One of the sexiest movie franchises comes to an end with this final installment of the Magic Mike trilogy. Steven Soderbergh returns to the director’s chair for this one, in which Channing Tatum’s Mike becomes a “kept man” for a very wealthy Salma Hayek.

From our review:

Altogether, Magic Mike’s Last Dance has the feel of a stage musical, complete with great emotions expressed through songs – or a half-naked interpretive dance in the fake rain, as the case may be.
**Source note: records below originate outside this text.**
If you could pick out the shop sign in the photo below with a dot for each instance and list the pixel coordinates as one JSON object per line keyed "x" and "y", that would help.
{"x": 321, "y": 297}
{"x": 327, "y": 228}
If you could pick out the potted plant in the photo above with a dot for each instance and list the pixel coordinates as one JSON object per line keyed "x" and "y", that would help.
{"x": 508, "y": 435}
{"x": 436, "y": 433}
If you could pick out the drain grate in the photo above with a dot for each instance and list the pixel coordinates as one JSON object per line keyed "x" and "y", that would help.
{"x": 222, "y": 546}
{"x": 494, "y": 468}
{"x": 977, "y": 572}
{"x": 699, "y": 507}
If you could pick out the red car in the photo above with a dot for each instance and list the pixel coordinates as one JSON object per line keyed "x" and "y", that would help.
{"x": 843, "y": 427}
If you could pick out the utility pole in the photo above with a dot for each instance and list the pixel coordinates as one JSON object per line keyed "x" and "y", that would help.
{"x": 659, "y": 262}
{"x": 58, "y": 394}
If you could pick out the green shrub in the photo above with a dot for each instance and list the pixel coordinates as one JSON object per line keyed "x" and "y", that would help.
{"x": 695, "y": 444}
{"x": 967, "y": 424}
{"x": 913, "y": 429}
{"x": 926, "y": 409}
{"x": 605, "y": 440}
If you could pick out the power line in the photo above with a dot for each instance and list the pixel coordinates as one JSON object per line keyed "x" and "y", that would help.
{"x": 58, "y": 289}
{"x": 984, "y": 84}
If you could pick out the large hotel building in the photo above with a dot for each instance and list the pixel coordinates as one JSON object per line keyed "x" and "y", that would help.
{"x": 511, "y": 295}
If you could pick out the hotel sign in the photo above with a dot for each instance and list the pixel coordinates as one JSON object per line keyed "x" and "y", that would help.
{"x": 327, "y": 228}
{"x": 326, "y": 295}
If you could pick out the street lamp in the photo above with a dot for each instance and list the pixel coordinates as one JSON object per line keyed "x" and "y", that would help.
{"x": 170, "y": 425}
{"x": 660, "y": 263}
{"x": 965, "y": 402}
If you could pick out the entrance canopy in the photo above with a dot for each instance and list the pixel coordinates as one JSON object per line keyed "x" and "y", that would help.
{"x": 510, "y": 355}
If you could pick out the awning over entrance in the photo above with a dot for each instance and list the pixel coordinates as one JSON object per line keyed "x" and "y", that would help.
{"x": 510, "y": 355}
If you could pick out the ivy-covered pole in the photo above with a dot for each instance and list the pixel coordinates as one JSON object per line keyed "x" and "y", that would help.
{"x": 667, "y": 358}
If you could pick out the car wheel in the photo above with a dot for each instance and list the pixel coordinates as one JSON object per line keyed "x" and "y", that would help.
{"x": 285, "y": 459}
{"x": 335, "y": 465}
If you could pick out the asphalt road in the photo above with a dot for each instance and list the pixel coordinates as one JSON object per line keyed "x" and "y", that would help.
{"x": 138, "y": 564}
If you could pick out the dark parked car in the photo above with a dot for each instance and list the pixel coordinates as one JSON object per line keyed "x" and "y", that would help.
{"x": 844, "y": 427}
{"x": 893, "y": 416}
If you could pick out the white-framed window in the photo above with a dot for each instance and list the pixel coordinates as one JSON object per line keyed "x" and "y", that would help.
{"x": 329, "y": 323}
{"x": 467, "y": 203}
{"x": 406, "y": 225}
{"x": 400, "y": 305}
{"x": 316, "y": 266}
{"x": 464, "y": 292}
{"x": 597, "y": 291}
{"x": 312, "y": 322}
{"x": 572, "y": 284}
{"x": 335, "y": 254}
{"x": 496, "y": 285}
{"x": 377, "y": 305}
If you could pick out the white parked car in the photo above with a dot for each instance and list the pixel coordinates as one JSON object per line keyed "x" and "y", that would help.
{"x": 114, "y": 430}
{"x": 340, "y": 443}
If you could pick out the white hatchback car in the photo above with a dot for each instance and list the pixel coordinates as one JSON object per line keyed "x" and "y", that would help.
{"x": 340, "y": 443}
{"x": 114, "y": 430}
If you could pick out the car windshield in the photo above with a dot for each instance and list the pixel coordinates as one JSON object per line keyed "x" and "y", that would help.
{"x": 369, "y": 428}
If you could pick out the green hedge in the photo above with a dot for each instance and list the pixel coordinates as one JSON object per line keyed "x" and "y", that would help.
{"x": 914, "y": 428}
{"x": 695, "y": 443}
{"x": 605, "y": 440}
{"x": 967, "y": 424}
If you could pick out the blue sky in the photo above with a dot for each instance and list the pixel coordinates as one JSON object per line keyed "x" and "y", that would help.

It’s a lustful, ambitious fairytale, with lofty screenplays, lavish wardrobe choices and a London where working-class Adonis organizes impromptu flash mobs in double-decker buses. (This scene momentarily turns the film into a jazzy antics a la the italian job, (but intent on seducing an uptight bureaucrat, rather than stealing $4 million in gold.) But when both love and money complicate the primal pleasure of watching twirling muscular men in sweatpants, it dilutes the movie’s once-simple pleasures . Maybe you can not have it all.

A man named Otto

Where to watch: Available to purchase for $14.99 on Amazon, Appleand Vudu

Tom Hanks reads from a picture book to two screaming kids (in a gleeful way) in A Man Called Otto.

Image: Columbia Photos

Genre: Comedy drama
Duration: 2h 6m
Director: Mark Foster
Form: Tom Hanks, Mariana Trevino, Rachel Keller

Tom Hanks plays against type in this comedy-drama adaptation of Fredrik Backman’s 2012 novel A man named Ove as a grumpy, lonely widower who – against his own antisocial nature – accidentally befriends his new neighbor and their child.

To live

Where to watch: On rent for $19.99 Amazon, Appleand Vudu

Bill Nighy, dressed in a pinstripe suit, writes at a restaurant table in Living.

Image: Lionsgate UK

Genre: Drama
Duration: 1h 42m
Director: Oliver Hermanus
Form: Bill Nighy, Aimee Lou Wood and Alex Sharp

Nominated for two Oscars (Best Adapted Screenplay and Best Actor), To live is an adaptation of Akira Kurosawa’s masterpiece drama Ikiru. Nighy plays an office worker who receives a harsh medical diagnosis and is out to make the most of his time.